# Formal Verification of the MESI Cache Coherency Protocol using SPIN

Luke Marzen ljmarzen@iastate.edu

December 13, 2023

# 1 Introduction

Cache coherency is critical for maintaining a up-to-date view of memory between multiple processors. To achieve coherency, a protocol is employed. MESI is a widely-used cache coherency protocol. The aim of this project is to verify the MESI cache coherency protocol by employing *Model Checking*. To this end, a parameterizable cache model is constructed in Promela to be verified in SPIN.

### 1.1 Overview

Background information is reviewed in Section 2. Section 3 begins with an overview of the construction of the model, then discusses the validation efforts in Subsection 3.1. Verification of the model is discussed in Subsection 3.2. Results are presented in Section 4 and conclusions are presented in Section 5.

# 2 Background

Processors have several levels of memory storage which are organized according to their proximity to the CPU and access-time. This concept is referred

to as the *Memory Hierarchy*. Memory hierarchies are motivated by practical constraints that prevent us from having indefinitely large memory with immediate access.

### 2.1 Cache Coherency

Modern multi-processor systems consist of multiple CPUs, each with their own registers and cache(s).
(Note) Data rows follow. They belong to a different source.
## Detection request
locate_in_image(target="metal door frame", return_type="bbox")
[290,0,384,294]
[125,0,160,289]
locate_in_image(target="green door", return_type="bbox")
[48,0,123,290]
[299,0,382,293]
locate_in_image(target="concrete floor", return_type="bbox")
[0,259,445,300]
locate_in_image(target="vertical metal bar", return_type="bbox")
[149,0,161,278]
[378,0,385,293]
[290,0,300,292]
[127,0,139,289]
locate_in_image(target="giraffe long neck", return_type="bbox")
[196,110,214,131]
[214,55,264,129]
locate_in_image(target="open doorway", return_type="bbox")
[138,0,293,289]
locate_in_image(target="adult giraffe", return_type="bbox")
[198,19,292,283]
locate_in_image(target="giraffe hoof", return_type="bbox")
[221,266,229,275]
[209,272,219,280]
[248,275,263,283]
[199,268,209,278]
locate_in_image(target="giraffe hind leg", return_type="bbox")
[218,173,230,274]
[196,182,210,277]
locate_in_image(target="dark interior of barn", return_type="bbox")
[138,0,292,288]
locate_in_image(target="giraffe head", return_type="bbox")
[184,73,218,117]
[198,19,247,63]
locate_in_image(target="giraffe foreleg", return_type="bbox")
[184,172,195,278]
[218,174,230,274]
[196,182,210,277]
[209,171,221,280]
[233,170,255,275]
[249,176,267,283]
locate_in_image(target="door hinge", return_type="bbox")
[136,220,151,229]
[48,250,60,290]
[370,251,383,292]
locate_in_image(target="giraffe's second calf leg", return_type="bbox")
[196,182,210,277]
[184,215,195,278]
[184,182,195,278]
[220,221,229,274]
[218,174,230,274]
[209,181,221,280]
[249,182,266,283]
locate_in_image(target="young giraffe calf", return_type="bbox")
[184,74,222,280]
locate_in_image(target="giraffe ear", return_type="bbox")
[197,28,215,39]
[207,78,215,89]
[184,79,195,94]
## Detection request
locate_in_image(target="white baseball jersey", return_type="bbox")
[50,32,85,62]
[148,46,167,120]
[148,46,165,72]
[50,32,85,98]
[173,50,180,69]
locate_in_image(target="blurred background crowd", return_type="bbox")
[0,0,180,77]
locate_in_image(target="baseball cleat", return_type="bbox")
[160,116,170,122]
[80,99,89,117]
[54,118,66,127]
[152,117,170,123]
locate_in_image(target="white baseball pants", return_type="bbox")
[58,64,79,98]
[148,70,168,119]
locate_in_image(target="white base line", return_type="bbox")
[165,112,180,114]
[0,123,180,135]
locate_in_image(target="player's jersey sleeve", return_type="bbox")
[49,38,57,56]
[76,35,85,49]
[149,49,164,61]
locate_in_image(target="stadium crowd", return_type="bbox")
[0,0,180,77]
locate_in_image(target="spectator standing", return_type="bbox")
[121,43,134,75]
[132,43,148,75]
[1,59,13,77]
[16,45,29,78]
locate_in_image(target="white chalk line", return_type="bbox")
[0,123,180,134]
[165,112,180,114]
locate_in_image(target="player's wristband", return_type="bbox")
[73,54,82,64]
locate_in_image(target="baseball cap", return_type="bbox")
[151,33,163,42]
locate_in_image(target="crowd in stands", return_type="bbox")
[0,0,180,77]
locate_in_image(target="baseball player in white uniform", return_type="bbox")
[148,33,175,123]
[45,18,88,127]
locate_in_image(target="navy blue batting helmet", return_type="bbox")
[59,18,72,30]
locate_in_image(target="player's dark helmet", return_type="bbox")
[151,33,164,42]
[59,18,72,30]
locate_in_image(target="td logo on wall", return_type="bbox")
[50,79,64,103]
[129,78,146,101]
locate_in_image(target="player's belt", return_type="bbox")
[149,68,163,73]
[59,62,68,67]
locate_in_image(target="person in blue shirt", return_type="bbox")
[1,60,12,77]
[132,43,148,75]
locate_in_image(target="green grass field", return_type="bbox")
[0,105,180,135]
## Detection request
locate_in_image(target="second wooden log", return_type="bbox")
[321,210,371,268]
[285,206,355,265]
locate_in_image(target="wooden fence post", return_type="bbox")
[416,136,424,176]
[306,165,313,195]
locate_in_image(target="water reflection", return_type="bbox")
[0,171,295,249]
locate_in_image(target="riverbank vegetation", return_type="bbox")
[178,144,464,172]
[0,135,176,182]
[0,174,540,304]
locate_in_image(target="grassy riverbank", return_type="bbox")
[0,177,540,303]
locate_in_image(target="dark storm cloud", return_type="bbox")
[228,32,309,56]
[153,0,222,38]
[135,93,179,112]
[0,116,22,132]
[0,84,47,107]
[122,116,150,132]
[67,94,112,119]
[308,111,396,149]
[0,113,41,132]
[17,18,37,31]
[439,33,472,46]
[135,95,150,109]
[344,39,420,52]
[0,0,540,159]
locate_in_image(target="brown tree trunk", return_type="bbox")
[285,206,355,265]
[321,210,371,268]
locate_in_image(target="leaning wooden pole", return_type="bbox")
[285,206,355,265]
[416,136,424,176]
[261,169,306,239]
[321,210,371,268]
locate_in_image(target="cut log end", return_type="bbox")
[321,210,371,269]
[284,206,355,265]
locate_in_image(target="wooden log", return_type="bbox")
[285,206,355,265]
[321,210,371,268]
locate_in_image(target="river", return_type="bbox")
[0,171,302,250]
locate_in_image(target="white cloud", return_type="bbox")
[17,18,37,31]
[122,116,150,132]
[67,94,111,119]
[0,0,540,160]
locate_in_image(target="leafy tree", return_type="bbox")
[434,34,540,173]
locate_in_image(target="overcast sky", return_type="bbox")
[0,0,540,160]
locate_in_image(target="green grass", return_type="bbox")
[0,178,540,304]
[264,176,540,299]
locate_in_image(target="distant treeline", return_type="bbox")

Figure 1 illustrates this relationship. To maintain correct program execution for programs utilizing shared memory it is crucial that a *coherent*, up-to-date, view of memory is maintained between all CPUs. A *cache coherency protocol* describes the permitted transactions and how those changes are propagated to other caches in order to ensure the desired behavior is preserved. In section 3.2 we will define this more formally.



Figure 1: Cache architecture of the Intel Core i7 4790 processor. (Nakamoto 2018)

#### 2.2 MESI

MESI is a popular cache coherency protocol originally proposed by (Papamarcos and Patel 1984). The name itself is an acronym for the four states that a cache block can be assigned: Modified, Exclusive, Shared, and Invalid. The MESI protocol can be defined by a finite-automata shown in Figure 2. Each private cache is connected to a caching-agent (i.e. a processor) as well as a shared bus which is used to communicate state transitions.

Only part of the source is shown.